Giter VIP home page Giter VIP logo

pyramidinfer's Introduction

[ACL 2024] PyramidInfer: Pyramid KV Cache Compression for High-throughput LLM Inference

Dongjie Yang, Xiaodong Han, Yan Gao, Yao Hu, Shilin Zhang, Hai Zhao

arXiv

Updates

  • [2024-06-17] We release the code for PyramidInfer where the details can be found in here.

[WIP] This repository is still under construction. We will release the full code to evaluate the performance of PyramidInfer using the OpenCompass.

Overview

Large Language Models (LLMs) have shown remarkable comprehension abilities but face challenges in GPU memory usage during inference, hindering their scalability for real-time applications like chatbots. To accelerate inference, we store computed keys and values (KV cache) in the GPU memory. Existing methods study the KV cache compression to reduce memory by pruning the pre-computed KV cache. However, they neglect the inter-layer dependency between layers and huge memory consumption in pre-computation. To explore these deficiencies, we find that the number of crucial keys and values that influence future generations decreases layer by layer and we can extract them by the consistency in attention weights. Based on the findings, we propose PyramidInfer, a method that compresses the KV cache by layer-wise retaining crucial context. PyramidInfer saves significant memory by computing fewer keys and values without sacrificing performance. Experimental results show PyramidInfer improves 2.2x throughput compared to Accelerate with over 54% GPU memory reduction in KV cache.

Getting Started

run a demo

We recommend using the PyramidInfer with a large batch size to see more significant memory reduction and efficiency improvement.

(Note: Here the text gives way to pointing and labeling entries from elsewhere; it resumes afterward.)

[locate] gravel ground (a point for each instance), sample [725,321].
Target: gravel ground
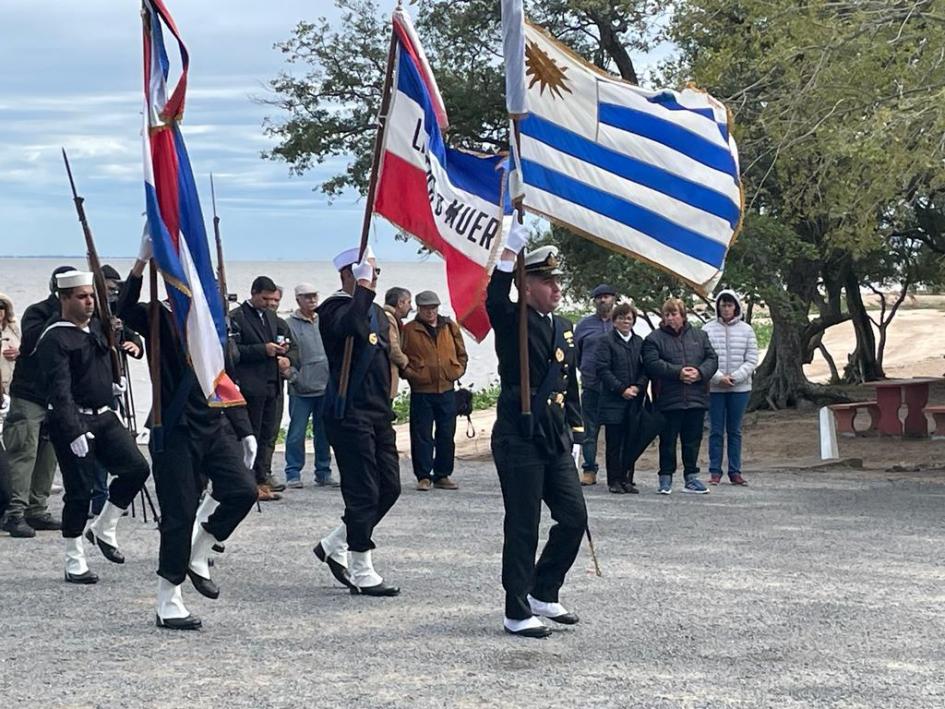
[811,588]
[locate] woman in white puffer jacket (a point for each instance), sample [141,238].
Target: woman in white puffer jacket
[737,347]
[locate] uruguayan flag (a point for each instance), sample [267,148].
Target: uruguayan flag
[653,174]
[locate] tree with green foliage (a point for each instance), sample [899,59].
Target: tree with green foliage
[839,115]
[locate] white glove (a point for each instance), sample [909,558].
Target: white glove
[249,451]
[80,446]
[364,271]
[517,238]
[146,248]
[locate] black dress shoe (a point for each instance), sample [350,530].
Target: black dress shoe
[337,570]
[44,523]
[108,551]
[85,579]
[381,590]
[564,619]
[191,622]
[541,632]
[205,587]
[17,527]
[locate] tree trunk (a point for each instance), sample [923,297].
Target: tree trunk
[863,365]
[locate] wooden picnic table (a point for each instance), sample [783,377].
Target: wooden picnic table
[891,394]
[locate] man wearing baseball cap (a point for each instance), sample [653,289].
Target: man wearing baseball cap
[586,338]
[307,377]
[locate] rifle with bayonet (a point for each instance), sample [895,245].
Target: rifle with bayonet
[221,270]
[101,291]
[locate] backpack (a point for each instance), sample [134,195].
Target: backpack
[464,407]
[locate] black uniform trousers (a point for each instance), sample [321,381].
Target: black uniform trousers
[366,455]
[529,473]
[115,449]
[684,425]
[178,473]
[618,436]
[265,414]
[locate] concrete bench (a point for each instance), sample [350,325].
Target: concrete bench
[846,413]
[938,416]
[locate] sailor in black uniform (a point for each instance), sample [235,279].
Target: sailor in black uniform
[535,460]
[83,427]
[198,440]
[359,425]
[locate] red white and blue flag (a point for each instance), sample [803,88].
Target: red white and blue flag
[175,221]
[450,200]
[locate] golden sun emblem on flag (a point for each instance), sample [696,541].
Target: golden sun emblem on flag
[545,71]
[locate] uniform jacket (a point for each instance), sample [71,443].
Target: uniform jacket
[619,365]
[665,353]
[398,360]
[737,347]
[77,367]
[197,416]
[437,355]
[557,419]
[340,316]
[28,379]
[309,373]
[257,373]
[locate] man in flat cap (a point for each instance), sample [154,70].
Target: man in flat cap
[84,428]
[536,459]
[359,422]
[587,335]
[434,345]
[307,377]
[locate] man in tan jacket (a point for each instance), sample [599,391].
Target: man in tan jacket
[396,306]
[437,354]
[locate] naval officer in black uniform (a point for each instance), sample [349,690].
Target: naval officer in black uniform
[359,425]
[198,440]
[535,461]
[83,426]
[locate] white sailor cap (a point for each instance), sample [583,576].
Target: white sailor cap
[73,279]
[543,261]
[349,257]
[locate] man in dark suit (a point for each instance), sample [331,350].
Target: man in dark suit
[261,355]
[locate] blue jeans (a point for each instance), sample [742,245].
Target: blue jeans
[725,420]
[303,409]
[590,402]
[432,430]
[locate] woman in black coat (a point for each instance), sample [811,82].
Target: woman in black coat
[619,365]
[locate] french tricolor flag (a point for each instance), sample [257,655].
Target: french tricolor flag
[175,221]
[450,200]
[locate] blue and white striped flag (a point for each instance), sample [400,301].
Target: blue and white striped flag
[653,174]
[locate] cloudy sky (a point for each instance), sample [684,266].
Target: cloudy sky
[72,77]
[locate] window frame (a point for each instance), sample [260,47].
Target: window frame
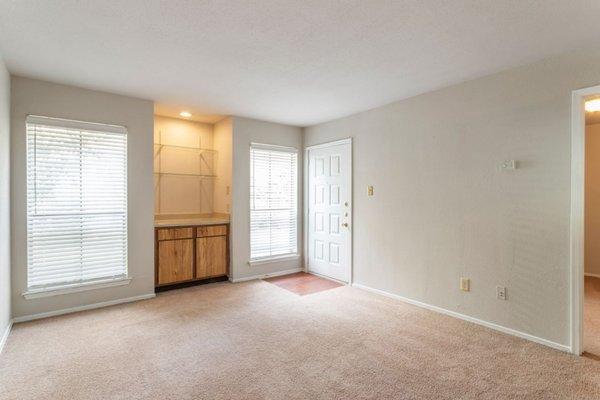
[280,257]
[36,291]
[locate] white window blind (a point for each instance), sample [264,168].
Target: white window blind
[273,201]
[76,203]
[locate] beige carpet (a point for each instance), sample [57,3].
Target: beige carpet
[591,322]
[255,340]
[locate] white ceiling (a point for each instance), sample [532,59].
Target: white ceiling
[299,62]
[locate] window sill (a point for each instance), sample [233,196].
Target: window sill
[80,287]
[270,260]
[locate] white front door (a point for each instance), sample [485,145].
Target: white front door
[330,210]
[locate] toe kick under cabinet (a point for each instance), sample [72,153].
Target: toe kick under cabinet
[191,254]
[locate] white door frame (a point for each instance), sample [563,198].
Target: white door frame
[577,214]
[305,197]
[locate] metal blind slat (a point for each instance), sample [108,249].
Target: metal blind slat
[273,202]
[76,202]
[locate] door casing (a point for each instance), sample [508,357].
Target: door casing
[306,202]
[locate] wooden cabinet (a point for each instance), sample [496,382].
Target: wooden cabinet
[175,260]
[211,256]
[191,254]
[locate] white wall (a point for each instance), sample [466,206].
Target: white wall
[443,209]
[5,306]
[223,143]
[183,194]
[245,132]
[48,99]
[592,199]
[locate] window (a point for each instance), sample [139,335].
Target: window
[76,203]
[273,201]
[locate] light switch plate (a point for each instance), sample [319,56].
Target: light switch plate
[465,284]
[509,164]
[501,292]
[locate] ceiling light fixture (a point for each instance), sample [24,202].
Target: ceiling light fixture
[592,105]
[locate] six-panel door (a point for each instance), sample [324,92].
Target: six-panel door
[330,211]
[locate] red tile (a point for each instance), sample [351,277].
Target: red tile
[302,283]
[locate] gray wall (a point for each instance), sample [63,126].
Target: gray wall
[246,131]
[443,209]
[5,313]
[48,99]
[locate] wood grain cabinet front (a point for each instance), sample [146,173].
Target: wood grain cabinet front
[191,254]
[175,261]
[211,256]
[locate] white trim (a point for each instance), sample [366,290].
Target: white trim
[4,338]
[305,216]
[32,317]
[464,317]
[275,259]
[329,144]
[80,287]
[577,235]
[71,123]
[269,275]
[274,147]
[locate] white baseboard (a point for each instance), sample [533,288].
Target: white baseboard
[5,336]
[477,321]
[32,317]
[262,276]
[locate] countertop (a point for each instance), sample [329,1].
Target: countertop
[173,222]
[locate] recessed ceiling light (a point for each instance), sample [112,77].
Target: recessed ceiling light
[592,105]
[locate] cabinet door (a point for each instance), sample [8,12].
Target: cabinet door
[211,256]
[175,260]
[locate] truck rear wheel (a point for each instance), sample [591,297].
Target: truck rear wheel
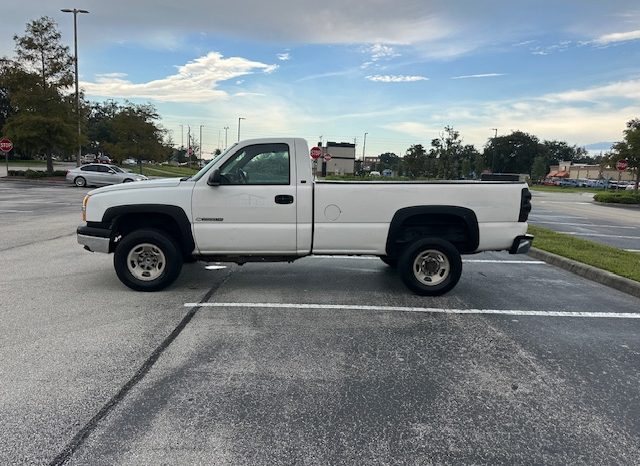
[430,267]
[147,260]
[390,261]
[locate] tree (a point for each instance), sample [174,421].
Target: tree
[513,153]
[133,133]
[41,118]
[628,149]
[415,161]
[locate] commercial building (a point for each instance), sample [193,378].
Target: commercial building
[342,162]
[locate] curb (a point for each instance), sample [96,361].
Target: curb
[587,271]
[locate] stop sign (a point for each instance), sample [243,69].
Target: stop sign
[5,145]
[622,165]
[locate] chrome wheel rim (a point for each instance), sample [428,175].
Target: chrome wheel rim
[431,267]
[146,262]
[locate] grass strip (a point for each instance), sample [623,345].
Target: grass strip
[623,263]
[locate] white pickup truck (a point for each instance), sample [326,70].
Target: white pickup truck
[258,201]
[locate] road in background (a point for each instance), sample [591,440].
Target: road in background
[577,214]
[281,363]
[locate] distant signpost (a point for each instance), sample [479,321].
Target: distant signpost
[5,146]
[315,153]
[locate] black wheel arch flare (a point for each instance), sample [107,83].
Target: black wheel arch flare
[463,215]
[115,215]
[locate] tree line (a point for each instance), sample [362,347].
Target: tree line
[518,152]
[38,113]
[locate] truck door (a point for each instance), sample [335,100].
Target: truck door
[253,210]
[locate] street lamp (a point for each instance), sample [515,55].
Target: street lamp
[364,144]
[201,126]
[493,158]
[241,118]
[75,12]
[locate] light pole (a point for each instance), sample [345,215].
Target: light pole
[364,144]
[75,12]
[493,158]
[201,126]
[241,118]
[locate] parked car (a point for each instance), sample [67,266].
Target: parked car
[99,174]
[568,183]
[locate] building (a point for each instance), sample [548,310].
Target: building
[342,162]
[589,172]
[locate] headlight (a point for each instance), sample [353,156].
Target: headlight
[85,201]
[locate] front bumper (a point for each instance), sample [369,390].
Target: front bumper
[521,244]
[94,239]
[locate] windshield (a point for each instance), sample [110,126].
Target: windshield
[205,169]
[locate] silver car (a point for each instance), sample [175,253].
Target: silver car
[100,174]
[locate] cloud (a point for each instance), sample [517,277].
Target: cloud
[485,75]
[195,82]
[607,39]
[381,51]
[396,78]
[624,90]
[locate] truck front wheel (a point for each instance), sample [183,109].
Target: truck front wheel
[430,267]
[147,260]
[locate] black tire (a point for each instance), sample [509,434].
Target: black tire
[390,261]
[430,267]
[147,260]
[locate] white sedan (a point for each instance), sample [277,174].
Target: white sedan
[100,174]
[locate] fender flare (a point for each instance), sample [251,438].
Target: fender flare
[467,216]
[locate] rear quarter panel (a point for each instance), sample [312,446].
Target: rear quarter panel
[354,217]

conda create -n pyramidinfer python=3.8 -y
conda activate pyramidinfer
pip install -r requirements.txt

python simple_infer_comparison.py --model_name_or_path meta-llama/Llama-2-7b-hf

Implementation of PyramidInfer

Please check the models/modeling_llama_pyramidinfer.py to see the implementation of PyramidInfer. More details can be found in the paper.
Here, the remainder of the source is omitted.